Wednesday, 13 August 2008

Published August 13, 2008

The cost of research and its real value

By R SIVANITHY
Email this article
Print article
Feedback

WHAT price decent stockbroking research in the Singapore market?

As far as small listed firms are concerned, $13,000 appears to be too much - at least judging by recent news that the number of companies participating in the Singapore Exchange's research incentive scheme (RIS) is dwindling, supposedly because the subscription rate has risen to $13,000 a year.

Yet, significantly, user downloads have risen, from an average of 37,000 a month in 2004 to 50,000 this year. The number of registered users is also up, from 36,000 in 2006 to 64,000 now. True, access is free. But the steady increases suggest there is demand from the investing public for RIS output. So why the declining participation?

On one hand, $13,000 is not by any standards an exorbitant amount to pay for proper analyst coverage.

Furthermore, because the subscription previously cost $8,000, the incremental cost is only $5,000 a year, so it would be tempting to argue that withdrawing firms are being short-sighted in quibbling over such a small amount.

But it cannot be that listed firms are so financially ignorant that they begrudge paying an additional $5,000 a year while spurning the benefits that increased coverage can bring.

If firms know of the increasing public interest in RIS and the fact that a move of a few cents in their share price could add several million dollars to their market capitalisation, can the issue really be money?

The answer is probably not. Because the sums are modest, it has to be that small listed firms must be abandoning RIS not because the cost has increased but because the perceived benefits have not.

Here, of course, we enter controversial territory. Despite protestations to the contrary, companies inevitably equate benefits with glowing 'buy' reports that boost their share prices.

However, the essence of good research is independence, which necessitates 'sell' calls if analysts see fit to make them. There is, therefore, no doubt that a good number of withdrawals are motivated by unhappiness with negative recommendations.

Another significant factor is the present bear climate. In a bull market, everyone wants ideas on how to make money, so research becomes valuable and people are willing to pay for it. But in a bear market, no amount of fancy story-telling works, so research tends to become devalued and discarded.

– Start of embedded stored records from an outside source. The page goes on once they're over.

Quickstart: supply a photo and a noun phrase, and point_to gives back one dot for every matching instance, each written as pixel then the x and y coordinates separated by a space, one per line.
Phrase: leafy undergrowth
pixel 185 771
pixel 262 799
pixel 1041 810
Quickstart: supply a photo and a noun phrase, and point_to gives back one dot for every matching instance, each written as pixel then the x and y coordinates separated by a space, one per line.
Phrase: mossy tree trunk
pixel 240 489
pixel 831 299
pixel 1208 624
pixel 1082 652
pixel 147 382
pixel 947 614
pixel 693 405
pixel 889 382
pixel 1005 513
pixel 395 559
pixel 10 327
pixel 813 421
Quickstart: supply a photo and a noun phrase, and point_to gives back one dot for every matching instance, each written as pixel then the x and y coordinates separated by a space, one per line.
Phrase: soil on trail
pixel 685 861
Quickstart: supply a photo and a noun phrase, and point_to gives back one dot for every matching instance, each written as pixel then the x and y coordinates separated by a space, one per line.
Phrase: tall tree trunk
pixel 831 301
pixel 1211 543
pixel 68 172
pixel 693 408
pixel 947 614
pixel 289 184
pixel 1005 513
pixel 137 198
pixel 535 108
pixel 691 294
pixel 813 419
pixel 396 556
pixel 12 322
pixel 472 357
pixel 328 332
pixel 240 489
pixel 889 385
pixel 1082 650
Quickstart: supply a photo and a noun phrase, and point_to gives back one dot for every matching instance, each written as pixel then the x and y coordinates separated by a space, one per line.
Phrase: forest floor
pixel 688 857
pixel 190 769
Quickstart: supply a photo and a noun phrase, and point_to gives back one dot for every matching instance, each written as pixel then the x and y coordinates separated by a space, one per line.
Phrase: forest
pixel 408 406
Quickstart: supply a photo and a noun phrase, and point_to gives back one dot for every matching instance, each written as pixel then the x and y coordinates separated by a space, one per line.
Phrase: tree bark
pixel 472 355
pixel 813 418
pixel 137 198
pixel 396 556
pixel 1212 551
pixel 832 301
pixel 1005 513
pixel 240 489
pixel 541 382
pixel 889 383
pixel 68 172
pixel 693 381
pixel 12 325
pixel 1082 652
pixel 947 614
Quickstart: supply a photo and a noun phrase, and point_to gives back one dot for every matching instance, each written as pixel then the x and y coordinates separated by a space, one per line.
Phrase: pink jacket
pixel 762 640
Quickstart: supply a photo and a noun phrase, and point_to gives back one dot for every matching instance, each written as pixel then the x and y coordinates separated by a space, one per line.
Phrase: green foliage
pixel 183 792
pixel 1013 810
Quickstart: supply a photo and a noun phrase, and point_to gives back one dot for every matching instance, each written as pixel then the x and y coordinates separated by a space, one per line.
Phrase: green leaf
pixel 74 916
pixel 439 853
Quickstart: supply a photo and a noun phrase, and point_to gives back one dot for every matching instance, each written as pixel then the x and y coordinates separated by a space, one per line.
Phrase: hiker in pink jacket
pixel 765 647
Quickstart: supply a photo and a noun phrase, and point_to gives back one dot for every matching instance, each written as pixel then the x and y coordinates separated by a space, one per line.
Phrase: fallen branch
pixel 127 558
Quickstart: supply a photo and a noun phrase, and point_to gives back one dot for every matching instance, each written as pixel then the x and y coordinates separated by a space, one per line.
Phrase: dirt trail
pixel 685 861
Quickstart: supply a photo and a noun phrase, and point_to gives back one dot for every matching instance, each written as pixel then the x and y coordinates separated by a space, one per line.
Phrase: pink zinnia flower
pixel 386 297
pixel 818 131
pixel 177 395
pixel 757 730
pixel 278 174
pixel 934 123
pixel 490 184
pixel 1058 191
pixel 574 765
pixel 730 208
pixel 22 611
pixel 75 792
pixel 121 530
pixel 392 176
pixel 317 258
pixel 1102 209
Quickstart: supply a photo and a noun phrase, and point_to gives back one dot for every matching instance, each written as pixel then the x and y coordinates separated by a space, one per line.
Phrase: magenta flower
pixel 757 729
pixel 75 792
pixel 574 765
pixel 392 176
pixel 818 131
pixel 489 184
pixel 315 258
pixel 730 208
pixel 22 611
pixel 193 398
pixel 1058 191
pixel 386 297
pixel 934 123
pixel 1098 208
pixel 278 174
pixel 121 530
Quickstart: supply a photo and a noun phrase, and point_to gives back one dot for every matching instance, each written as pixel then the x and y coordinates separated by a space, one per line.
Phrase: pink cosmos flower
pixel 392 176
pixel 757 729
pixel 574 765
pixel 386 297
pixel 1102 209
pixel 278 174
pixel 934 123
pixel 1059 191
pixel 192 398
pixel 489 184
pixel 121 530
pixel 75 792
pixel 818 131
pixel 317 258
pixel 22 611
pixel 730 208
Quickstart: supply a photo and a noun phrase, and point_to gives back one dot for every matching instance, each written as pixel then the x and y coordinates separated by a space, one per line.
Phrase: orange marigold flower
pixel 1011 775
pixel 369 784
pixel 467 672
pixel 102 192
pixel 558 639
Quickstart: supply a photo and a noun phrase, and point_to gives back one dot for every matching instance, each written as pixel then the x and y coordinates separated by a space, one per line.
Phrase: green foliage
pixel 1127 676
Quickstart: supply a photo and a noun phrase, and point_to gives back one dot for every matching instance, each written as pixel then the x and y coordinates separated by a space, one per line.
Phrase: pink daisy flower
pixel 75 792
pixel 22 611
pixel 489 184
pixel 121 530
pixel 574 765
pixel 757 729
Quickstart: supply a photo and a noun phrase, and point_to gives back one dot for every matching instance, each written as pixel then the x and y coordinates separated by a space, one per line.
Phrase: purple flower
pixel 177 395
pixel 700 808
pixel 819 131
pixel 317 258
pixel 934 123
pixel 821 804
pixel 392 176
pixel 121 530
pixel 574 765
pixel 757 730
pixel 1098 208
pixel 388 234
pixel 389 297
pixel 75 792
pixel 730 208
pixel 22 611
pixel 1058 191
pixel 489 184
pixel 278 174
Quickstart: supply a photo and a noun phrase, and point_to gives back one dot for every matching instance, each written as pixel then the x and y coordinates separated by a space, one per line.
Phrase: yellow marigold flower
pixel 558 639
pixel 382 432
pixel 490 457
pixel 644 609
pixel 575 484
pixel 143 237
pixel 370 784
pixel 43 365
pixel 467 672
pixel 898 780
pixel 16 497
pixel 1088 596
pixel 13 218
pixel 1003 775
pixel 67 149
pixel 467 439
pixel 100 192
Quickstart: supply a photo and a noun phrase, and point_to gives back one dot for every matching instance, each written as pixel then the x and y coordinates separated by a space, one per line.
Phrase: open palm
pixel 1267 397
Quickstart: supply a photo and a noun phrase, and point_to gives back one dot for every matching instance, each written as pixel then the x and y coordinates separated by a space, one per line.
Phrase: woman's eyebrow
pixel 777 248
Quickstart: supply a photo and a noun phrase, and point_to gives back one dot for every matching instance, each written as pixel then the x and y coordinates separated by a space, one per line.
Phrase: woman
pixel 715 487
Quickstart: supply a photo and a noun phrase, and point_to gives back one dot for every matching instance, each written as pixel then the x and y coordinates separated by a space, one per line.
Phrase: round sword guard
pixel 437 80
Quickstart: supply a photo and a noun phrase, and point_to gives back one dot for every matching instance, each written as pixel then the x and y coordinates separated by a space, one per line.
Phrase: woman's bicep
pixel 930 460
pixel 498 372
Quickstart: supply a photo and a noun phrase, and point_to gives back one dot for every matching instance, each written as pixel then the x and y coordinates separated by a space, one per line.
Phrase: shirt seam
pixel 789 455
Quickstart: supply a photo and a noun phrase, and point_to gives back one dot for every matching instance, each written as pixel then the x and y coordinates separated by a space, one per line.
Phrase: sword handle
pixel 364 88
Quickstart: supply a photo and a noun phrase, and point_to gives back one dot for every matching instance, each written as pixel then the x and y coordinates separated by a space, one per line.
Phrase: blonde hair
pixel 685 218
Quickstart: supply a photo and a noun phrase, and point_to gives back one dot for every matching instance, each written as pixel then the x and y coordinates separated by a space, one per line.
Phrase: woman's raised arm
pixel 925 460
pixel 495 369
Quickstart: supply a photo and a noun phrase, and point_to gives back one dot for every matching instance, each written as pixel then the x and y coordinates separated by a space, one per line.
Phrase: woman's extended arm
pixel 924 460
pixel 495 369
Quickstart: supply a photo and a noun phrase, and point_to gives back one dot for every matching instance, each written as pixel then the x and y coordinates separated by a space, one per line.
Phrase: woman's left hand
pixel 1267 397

It's similar to the problem faced by investor and public relations firms - companies are happy to pay for greater publicity or investor reach when things are going well, but if the environment sours, these functions tend to quickly get the chop.

If RIS is to succeed in its stated goal of raising the profile of smaller firms, there has to be a fundamental change in attitude towards research by all parties.

Firms have to recognise that research is not dispensable, and that although it cannot provide a short-term quick fix as far as share prices are concerned, ongoing coverage will eventually reap rewards.

Even if there is inadequate continuity, firms must understand that some coverage is better than none because it at least puts them on the radar screens of investors.

Brokers, for their part, have to ensure quality output by at least ensuring continuity of coverage. A common complaint from companies is that over time, different analysts are assigned to provide coverage, and this lack of continuity has an adverse effect on the reports produced.

There are, of course, a host of other problems that strike at the heart of the research function and therefore affect quality - for instance, the inability of many houses to retain good analysts, who tend to move to the 'buy' side once they've learned the ropes of their trade. This results in increased analyst turnover and reduced output quality.

However, retaining talent is an issue that brokers have had to grapple with since time immemorial and will continue to be an issue for a good while yet. For now, it has to be said that unless attitudes towards broking research change - or until this bear market ends - it is likely that RIS will continue to suffer declining corporate membership.